The second lesson applies here almost perfectly. I probably don't have the skills to do all the good I'd pressure myself to in a non-profit area, since my business management and networking is mediocre at best. But I can find ways to use my (supposed) skills in writing, programming, and text-editor shortcuts to help others. It's part of why I've focused more on web accessibility, since it's all about helping others while in the field I love.
It's important to do what I can. Especially because there are always people out there, perhaps more than I'd expect, that can't do it.
When all else fails, sometimes I think it's enough to be a positive presence around others. We can't always be working towards some larger, or sometimes any goal at all. So finding any way to make those around us feel even a bit happier may be enough. This can take many forms, like:
- Being funny. Almost everyone likes jokes! If they don't, grab your nail gun and get to higher ground.
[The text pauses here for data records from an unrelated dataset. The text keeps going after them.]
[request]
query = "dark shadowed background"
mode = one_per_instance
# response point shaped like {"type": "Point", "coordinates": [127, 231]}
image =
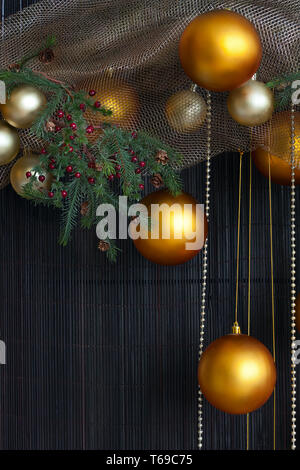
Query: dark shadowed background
{"type": "Point", "coordinates": [103, 356]}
- Valuing others' work and skills.
- Complimenting something you've noticed about someone.
- Pass on knowledge to those who need it, as is often the case with coders trying to give back.
- If they look upset, asking if there's something you could do to help. Even if it's just listening to what's on their mind.
- Hack into their computers to see whose bothering them, and mail said people constant glitter bombs.
- Writing a blog post that cheers people up or inspires them, if only for a moment.
Sometimes this is all I can do, but it's always the bare minimum of what I can do to help others. The whole point of living selflessly is making others feel better, and we all get small chances to do so in our everyday interactions with others.
So I'm once again asking myself: as a coder and a writer, what good can something like a blog post do for the world?
Obviously I need to accept I'll never do as much good as people who devote their lives to their communities helping the homeless. But that doesn't mean I can't do anything at all. I can still channel my strengths into other ways to help people, which are smaller but still do good. I need to savor the small victories, and whatever ripple effects they have, that much more.
I can make web applications more accessible. I can write posts to inspire, comfort, and even amuse others. I can make people feel a bit happier or more relaxed when they see me around (still working on this one). I can unleash the power of my fifth chakra and demolish an entire warehouse, but choose not to for insurance reasons. My point is there's always something a person can do, big or small, to give back. As long as they're caring and willing to try, I believe they can find a way.
Maybe I'll never do as much good as this coworker. I can still do as much good as I myself can. Because once I believe I can make any kind of difference, I actually start to.